“Non-Financial” Is a Misnomer, but Doesn’t Have to Be a Missed Opportunity

With enterprise values now representing increasing multiples of companies’ net book assets, investors are clearly looking beyond financial reporting for enhanced insights and understanding of when and how companies are adding value. This shift includes growing attention to environmental, social, and governance (ESG) information. Although ESG data presents its own unique challenges, dismissing it as “non-financial” can be misleading. 

When explicitly linked to a company’s long-term value creation strategy, ESG information can serve as a valuable input to more farsighted financial analysis. Market-driven initiatives, notably that of the Sustainability Accounting Standards Board (SASB), aim to standardize a subset of business-critical, industry-specific sustainability data for investors. Research indicates such approaches can generate positive outcomes not only for providers of financial capital, but for their portfolio companies and markets in general.

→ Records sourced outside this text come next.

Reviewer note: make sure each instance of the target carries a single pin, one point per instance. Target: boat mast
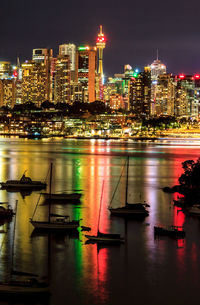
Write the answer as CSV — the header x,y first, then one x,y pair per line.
x,y
50,181
13,243
126,196
100,208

 In illustrating these concepts, the authors explore ESG impacts in three sectors and industries, while examining how access to consistent, comparable, reliable sustainability information in those sectors can augment an analysis of traditional business fundamentals. 

One example focuses on water management in the Oil & Gas Exploration & Production industry, a major environmental issue where geographic considerations can shed light on company-specific exposures to cost increases, production disruptions, increased CapEx and R&D spending, as well as the potential for asset write-downs. 

In the Food & Beverage sector, health and nutrition concerns are shown to be changing consumer preferences, triggering regulatory action, and reshaping companies’ product portfolios—with significant implications for the companies’ brand values and ability to compete for market share. 

Finally, in Aerospace & Defense, lapses in business ethics such as bribery of government officials present a governance challenge that comes with the risk of value-destroying fines and penalties and, even more significant, associated reductions in revenues.